For both metrics, synonyms that share many senses and have few independent senses have a higher value, while synonyms that share few senses in relation to their independent senses score low. The first metric can identify such situations as when the senses of w1 are a subset of the senses of w2 because R(w1,w2) is equal to 1 in that case.

Discussion

This study demonstrates one advantage of on-line lexicons. It would have been mostly impractible to identify all equivalent words in RIT prior to its automation.

The results suggest that word equivalents are a very small group. But note that many possible sets of equivalents will have been lost from the data because of homography. For example, any equivalents to lead (to guide) will have been corrupted by synonyms of lead (the soft metal)--`lead' and `guide' can never be equivalent because guide will never occur as a synonym to the metal.

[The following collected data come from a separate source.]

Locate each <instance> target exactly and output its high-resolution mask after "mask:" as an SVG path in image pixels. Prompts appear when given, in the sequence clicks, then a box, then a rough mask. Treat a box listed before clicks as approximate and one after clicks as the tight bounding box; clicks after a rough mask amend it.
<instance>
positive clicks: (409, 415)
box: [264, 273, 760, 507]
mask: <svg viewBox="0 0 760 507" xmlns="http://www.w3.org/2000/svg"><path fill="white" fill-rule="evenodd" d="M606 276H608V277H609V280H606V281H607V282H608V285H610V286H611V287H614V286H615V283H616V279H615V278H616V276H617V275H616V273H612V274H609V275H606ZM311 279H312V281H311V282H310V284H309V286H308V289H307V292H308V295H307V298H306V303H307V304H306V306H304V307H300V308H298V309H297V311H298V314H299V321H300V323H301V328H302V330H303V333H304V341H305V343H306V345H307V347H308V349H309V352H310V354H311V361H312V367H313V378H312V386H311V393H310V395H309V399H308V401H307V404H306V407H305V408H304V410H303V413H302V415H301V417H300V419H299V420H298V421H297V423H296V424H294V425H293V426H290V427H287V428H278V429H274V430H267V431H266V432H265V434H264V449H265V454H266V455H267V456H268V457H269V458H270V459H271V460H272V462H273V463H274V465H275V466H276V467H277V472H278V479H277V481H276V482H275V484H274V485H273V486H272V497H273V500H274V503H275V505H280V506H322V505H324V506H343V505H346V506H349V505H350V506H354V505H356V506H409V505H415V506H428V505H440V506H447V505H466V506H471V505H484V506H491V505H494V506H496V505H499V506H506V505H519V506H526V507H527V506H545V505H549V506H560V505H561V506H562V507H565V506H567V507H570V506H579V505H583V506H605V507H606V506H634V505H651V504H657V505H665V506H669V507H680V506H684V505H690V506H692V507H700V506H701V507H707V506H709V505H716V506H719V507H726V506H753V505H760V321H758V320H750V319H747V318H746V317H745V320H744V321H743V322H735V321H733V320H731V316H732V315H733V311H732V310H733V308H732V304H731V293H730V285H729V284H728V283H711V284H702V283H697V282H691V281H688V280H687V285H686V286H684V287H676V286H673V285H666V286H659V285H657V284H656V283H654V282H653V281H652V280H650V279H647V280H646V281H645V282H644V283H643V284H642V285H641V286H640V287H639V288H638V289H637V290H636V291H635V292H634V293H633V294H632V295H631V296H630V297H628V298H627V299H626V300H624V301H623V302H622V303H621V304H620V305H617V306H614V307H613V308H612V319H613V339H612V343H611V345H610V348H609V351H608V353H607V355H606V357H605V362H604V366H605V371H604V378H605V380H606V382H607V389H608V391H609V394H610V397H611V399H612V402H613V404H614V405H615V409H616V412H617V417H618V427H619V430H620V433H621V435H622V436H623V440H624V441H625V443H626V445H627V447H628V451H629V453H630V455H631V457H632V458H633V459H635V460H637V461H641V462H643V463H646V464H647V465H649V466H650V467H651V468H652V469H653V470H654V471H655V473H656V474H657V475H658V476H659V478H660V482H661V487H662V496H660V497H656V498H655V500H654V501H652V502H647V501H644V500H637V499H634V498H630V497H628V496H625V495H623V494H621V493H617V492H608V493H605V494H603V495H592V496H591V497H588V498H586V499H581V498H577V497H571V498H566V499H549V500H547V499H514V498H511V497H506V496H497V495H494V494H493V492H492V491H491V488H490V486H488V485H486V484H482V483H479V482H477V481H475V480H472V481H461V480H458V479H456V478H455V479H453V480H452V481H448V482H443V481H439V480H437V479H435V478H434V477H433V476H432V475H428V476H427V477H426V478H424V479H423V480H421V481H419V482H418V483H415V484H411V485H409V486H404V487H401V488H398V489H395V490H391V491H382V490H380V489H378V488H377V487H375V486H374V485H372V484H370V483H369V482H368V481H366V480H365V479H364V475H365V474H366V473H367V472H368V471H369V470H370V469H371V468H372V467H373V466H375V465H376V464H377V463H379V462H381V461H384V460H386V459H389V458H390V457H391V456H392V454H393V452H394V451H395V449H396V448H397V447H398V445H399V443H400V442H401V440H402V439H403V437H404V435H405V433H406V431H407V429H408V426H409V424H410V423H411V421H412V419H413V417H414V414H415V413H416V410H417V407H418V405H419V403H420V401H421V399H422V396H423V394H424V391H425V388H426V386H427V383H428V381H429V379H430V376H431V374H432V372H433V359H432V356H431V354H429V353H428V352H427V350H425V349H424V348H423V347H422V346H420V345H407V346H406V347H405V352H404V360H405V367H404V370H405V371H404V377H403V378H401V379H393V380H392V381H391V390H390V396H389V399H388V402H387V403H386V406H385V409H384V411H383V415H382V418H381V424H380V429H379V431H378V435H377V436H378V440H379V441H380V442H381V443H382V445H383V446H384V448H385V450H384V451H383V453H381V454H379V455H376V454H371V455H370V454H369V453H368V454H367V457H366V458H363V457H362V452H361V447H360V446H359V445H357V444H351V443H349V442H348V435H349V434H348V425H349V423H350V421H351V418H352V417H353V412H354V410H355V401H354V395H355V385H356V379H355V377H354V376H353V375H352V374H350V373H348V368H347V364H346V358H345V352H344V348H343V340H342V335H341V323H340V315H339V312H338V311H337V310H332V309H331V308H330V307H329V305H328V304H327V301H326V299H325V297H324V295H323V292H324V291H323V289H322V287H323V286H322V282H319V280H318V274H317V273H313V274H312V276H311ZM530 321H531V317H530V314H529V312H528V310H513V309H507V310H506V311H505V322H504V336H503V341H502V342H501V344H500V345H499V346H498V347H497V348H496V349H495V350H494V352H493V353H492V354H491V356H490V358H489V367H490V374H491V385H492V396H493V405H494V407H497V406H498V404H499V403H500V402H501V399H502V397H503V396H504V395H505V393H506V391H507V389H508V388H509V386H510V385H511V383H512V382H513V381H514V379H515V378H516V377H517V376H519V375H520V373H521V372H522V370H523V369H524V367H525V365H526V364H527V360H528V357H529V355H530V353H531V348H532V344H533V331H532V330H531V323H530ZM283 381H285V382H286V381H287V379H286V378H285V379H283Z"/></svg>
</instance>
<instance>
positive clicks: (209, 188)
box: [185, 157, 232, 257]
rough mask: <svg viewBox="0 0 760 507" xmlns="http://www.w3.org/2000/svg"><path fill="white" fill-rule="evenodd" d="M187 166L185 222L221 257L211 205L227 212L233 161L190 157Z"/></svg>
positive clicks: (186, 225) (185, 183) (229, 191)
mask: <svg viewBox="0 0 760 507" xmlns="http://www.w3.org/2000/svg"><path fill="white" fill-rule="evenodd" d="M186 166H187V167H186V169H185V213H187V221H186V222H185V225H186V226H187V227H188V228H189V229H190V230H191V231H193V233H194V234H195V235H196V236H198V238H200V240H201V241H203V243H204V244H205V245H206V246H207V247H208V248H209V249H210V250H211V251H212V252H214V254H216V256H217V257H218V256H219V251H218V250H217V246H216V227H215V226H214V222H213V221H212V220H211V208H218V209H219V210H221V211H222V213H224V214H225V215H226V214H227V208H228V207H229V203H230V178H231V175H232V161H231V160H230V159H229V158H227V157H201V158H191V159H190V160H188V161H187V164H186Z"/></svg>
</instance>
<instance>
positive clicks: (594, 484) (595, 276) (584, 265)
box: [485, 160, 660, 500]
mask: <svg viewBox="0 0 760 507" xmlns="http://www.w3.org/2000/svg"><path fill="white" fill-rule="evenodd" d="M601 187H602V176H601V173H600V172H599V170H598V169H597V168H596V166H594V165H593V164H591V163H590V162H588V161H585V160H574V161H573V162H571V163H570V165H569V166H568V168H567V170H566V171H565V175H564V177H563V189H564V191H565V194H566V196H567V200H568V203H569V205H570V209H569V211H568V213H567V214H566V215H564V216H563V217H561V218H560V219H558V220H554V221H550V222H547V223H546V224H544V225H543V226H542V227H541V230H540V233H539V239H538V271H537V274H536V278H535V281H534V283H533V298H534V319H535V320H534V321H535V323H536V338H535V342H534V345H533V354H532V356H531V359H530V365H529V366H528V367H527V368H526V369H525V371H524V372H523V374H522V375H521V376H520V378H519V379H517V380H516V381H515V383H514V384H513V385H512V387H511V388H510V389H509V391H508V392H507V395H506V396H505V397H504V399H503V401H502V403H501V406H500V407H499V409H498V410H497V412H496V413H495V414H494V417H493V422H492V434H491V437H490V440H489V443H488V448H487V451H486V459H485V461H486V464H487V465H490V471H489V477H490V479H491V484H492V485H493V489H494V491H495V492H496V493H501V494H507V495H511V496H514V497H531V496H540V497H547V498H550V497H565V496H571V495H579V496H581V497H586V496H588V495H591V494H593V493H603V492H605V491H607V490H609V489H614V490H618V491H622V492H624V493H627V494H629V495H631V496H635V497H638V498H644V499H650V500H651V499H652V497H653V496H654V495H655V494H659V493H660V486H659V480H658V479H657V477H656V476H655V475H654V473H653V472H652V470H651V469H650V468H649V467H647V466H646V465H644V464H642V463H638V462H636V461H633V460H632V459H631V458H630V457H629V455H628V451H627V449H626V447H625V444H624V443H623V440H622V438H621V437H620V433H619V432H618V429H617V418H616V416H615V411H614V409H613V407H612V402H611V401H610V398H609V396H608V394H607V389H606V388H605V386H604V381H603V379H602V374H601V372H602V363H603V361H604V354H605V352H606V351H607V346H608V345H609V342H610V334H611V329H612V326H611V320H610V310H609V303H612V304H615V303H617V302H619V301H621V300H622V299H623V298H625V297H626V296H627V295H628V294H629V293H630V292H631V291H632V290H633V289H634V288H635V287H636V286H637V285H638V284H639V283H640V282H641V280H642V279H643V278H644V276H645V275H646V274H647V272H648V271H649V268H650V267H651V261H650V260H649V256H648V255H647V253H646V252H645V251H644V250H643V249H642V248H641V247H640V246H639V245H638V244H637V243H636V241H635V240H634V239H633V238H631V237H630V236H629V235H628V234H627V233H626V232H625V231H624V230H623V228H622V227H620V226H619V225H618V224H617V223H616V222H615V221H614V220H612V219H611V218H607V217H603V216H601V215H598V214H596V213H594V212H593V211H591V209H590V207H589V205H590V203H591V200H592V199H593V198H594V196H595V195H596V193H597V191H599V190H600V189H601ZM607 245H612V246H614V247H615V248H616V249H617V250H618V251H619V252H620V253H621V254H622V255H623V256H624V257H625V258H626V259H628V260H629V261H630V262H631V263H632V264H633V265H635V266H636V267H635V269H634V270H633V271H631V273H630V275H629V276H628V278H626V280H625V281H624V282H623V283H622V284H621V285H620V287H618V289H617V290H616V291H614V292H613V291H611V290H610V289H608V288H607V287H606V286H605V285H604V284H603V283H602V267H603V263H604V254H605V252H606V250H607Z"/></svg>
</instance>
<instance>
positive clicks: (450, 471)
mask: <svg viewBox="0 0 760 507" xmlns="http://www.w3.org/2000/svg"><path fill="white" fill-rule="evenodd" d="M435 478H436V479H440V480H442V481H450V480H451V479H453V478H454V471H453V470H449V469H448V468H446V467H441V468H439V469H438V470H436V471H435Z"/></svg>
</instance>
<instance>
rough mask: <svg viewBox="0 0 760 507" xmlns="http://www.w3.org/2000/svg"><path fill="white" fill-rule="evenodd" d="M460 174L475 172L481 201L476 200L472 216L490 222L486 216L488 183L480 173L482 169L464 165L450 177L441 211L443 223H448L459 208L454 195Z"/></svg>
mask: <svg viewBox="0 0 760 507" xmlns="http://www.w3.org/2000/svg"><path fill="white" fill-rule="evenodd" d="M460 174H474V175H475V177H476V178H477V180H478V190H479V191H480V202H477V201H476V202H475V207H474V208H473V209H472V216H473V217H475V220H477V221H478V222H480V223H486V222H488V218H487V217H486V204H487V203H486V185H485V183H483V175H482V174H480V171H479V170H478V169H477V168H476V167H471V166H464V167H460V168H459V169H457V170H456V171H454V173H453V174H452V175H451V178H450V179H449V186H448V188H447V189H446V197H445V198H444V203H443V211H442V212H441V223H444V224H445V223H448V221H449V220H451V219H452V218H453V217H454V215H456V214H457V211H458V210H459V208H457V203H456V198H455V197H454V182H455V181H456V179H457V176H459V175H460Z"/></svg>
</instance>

Further study will focus on identifying patterns amongst synonym sets such as were found amongst word equivalents--it is possible that all synonyms fall under these suggested or similar 'type' headings. Etymologists will recognize that some of the culprits in the sample were caused by words of common ancestry arriving in the English language at different times or from different sources e.g. Woden and Odin; Caesar and czar (and Kaiser, if you will).

The metrics suggested are inadequate to account for the richness of relationships between synonyms. A more topological or graphical approach might be preferred. Other approachs are suggested by Kozima and Ito (1996) and Harper (1965).

Finally, the dual of synonymy, polysemy should be explored. Equivalent senses--senses described by the same words--may shed some light on this area of semantics.

Bibliography

Kozima, Hideki and Ito, Akira (1996). Context-Sensitive Measurement of Word Distance by Adaptive Scaling of a Semantic Space, Archive at THE COMPUTATION AND LANGUAGE E-PRINT ARCHIVE

Harper, Kenneth E., (1965). Measurement of Similarity between Nouns, in Proceedings of the International Conference on Computational Linguistics.

RIT3: A relational database version of Roget's International Thesaurus. Edited by W. A. Sedelow, S. Y. Sedelow, L. J. Old, University of Arkansas at Little Rock.